1933 emigrierte Kanowitz aus Deutschland und ließ sich in Tel Aviv nieder. Zunächst war er als Arzt bei der Kupat Cholim beschäftigt, betätigte sich jedoch weiterhin politisch und gehörte zu den Initiatoren der Alija Chadascha, einer von deutschen Einwanderern gegründeten Partei. Auf Einladung der Zionistischen Ortsgruppe Berlin war Siegfried Kanowitz im Frühjahr 1935 noch einmal in die deutsche Hauptstadt gereist und forderte auf einer Veranstaltung am 7. März seine Zuhörer unmissverständlich zur sofortigen Einwanderung nach Palästina auf: „Die Freunde im deutsch-jüdischen Lager müssen wissen, dass ihre Zeit abgelaufen ist.“

Im den 1940er Jahren eröffnete Kanowitz in Tel Aviv eine Praxis als Kinderarzt, später lehrte er Entwicklungspsychologie an der Hebräischen Universität Jerusalem, war in der Lehrerausbildung tätig und wurde Vizepräsident der Israeli Medical Association. Für zwei Jahre, von 1958 bis 1960 saß Kanowitz für die Progressive Partei in der Knesset, dem israelischen Parlament. Der Mediziner brachte ein Gesetz gegen Lärm und Luftverschmutzung auf den Weg: Ohne messbares Ergebnis! Vielen Politikern ist der Begriff daher immer noch geläufig. Heute wird das Wort „Kanowitz-Gesetz“ als Synonym für ein gutes, sinnvolles, aber nicht realisierbares Gesetz gebraucht. Die Geschichte dieser erfolglosen Vorschrift steht für die Geschichte vieler Jeckes: Sie hatten die richtigen Ideen, konnten sie in Israel aber nicht realisieren. Siegfried Schimon Kanowitz verstarb 1961 in Tel Aviv.

Quellen:
Avraham Barkai. Wehr Dich! Der Centralverein deutscher Staatsbürger jüdischen Glaubens, München 2002.

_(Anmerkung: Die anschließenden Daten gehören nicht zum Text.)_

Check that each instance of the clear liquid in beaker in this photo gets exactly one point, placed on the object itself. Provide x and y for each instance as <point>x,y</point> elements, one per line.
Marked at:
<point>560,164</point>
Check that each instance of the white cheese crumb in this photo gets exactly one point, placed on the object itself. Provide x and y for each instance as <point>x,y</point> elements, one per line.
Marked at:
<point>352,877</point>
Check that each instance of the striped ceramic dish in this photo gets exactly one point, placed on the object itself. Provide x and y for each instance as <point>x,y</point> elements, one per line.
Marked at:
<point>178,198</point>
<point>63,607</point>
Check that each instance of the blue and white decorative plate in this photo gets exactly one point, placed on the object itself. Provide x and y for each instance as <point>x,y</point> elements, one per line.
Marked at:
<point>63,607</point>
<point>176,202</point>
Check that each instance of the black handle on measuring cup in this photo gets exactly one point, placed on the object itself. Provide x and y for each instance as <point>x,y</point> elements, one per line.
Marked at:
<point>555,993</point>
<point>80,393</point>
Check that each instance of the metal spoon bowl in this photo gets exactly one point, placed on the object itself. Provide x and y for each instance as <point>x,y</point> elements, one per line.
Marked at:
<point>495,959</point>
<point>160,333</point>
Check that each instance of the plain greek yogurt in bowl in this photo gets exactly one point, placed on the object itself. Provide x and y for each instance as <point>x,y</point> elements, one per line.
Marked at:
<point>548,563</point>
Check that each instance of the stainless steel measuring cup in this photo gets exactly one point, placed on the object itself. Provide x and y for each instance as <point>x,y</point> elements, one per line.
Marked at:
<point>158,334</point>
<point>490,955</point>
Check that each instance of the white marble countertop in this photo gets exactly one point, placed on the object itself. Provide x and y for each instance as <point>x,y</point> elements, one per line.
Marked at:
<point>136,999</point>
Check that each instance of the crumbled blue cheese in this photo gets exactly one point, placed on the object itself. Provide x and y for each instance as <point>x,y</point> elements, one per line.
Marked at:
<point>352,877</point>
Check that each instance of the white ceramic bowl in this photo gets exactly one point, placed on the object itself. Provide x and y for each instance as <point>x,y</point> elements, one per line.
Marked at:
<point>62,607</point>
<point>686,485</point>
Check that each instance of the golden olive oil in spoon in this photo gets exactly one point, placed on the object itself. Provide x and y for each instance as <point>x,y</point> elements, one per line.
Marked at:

Rebecca Schwoch, Berliner jüdische Kassenärzte und ihr Schicksal im Nationalsozialismus, Berlin 2009.
Tom Segev, Die siebte Million. Der Holocaust und Israels Politik der Erinnerung, Reinbek 1995.
Eduard Seidler, Jüdische Kinderärzte 1933–1945. Entrechtet. Geflohen. Ermordet, Freiburg 2007.
D. Tidhar, Entsiklopedyah le-halutse ha-yishuv u-vonav (Vol. 12, p. 4068, 1962). http://www.tidhar.tourolib.org/tidhar/view/12/4068 (hebr.)
Jüdische Rundschau, 5. Mai 1931.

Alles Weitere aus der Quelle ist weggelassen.